Groups Back Bill Boosting Judicial Conduct Funding and Transparency


S4398 (Hoylman-Sigal) / A4908 (Lavine)
Protects the Commission on Judicial Conduct’s budget request
and makes complaint process more transparent

An act to amend the judiciary law, in relation to requiring the state commission on judicial conduct to transmit its annual budget request to the governor for inclusion in the executive budget without revision; to complaints regarding judges; and to extending the jurisdiction of the state commission on judicial conduct as to judges who resign or retire while under investigation or formal charges.

Section 1 amends section 42 of the Judiciary Law to add a new subdivision 7 requiring the Executive Budget to transmit the Commission on Judicial Conduct’s (the “Commission”) annual budget request to the Legislature with comment, but without amendment. 
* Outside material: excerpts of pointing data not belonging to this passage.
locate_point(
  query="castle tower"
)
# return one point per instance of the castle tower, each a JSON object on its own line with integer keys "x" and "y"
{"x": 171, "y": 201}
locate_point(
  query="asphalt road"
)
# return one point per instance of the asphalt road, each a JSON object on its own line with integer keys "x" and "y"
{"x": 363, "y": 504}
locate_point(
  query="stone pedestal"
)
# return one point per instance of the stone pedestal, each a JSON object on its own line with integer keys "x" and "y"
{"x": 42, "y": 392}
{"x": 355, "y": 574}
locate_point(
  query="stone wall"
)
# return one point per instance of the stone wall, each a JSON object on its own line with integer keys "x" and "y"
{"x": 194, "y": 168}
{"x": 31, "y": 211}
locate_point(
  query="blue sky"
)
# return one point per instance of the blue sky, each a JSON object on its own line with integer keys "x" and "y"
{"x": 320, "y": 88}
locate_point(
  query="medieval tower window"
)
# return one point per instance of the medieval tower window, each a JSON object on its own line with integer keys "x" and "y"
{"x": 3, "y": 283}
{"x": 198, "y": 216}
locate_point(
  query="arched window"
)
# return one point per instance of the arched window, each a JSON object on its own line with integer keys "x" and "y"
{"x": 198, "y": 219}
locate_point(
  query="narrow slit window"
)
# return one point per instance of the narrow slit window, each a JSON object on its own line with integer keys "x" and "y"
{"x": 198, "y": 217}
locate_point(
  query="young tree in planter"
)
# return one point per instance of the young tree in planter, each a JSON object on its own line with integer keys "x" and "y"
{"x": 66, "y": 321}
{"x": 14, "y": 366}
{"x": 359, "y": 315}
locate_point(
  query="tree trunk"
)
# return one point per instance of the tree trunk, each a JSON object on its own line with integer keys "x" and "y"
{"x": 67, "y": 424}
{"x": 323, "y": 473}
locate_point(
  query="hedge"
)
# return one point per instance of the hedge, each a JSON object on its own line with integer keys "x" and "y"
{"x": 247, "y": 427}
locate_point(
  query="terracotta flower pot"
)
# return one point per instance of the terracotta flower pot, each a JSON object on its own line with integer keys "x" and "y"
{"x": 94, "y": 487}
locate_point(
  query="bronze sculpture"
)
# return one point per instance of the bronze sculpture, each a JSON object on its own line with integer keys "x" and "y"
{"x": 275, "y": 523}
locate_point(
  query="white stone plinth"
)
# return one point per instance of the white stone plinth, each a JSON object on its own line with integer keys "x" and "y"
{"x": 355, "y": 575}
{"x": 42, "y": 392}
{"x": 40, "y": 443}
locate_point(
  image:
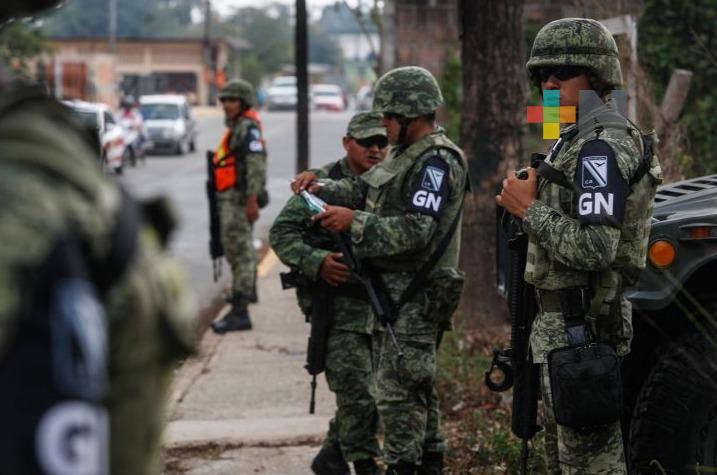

Section 2 amends subdivision 4 of section 44 of the Judiciary Law to make Commission proceedings public when a judge is formally charged with misconduct.

Section 3 amends section 45 of the Judiciary Law to make conforming changes regarding availability of records related to complaints.

Section 4 amends section 47 of the Judiciary Law to extend the Commission’s jurisdiction to judges who resign or retire while under investigation or formal charges. 

Section 5 states that this act shall take effect immediately.

This legislation aligns the budget submission process for the Commission on Judicial Conduct with how the Judiciary budget is submitted to the Legislature.

Our groups support this bill because robustly funded ethics oversight agencies are the first line of defense against corruption, misconduct, and the abuse of public trust. We  strongly support independent budgeting mechanisms for oversight agencies like the Commission on Judicial Conduct, because here agencies are vulnerable to political retaliation just for properly doing their job, which includes ensuring influential public officials follow the rules.  It is crucial that the Commission on Judicial Conduct have the funding they need to hold judges accountable.

We note that the Commission’s FY 2024-2025 budget testimony highlights their increasing caseload, with the following relevant data from 2023:

  • A record 2,800 new complaints processed.
  • Over 500 preliminary reviews and inquiries.
  • Over 200 full-fledged investigations – the most since 2010 and a 28% increase over the Commission’s 10-year average.
  • 17 judges publicly disciplined, 13 of which were removals or stipulated permanent resignations.

Additionally, the Commission’s testimony notes that its staffing levels have actually decreased over time. In 1978, when it was created, there were 63 full-time equivalents. The current Executive Budget proposes funding for 49; this is a 22% decline in staffing over a period when the State’s population has grown 11%.

Ideally, we would like to see independent budgeting for this Commission in the State Constitution, but this legislation is a clear step forward and will help protect against efforts from governors or legislatures to reduce the Commission’s funding through the use of “notwithstanding” clauses or other maneuvers.

This legislation also requires that the judicial complaint process is more transparent, requires formal written complaints to be public, as well as hearings to be public. Previously, hearings could only be public upon request of the judge. 

Lastly, under current law, judges with complaints against them can avoid accountability by retiring. This legislation would ensure that as long as formal written complaints are filed within 120 days of a judge’s retirement, the Commission will still be able to investigate and pursue the complaint. 

We strongly urge the Legislature to pass the bill, and the Governor to sign it.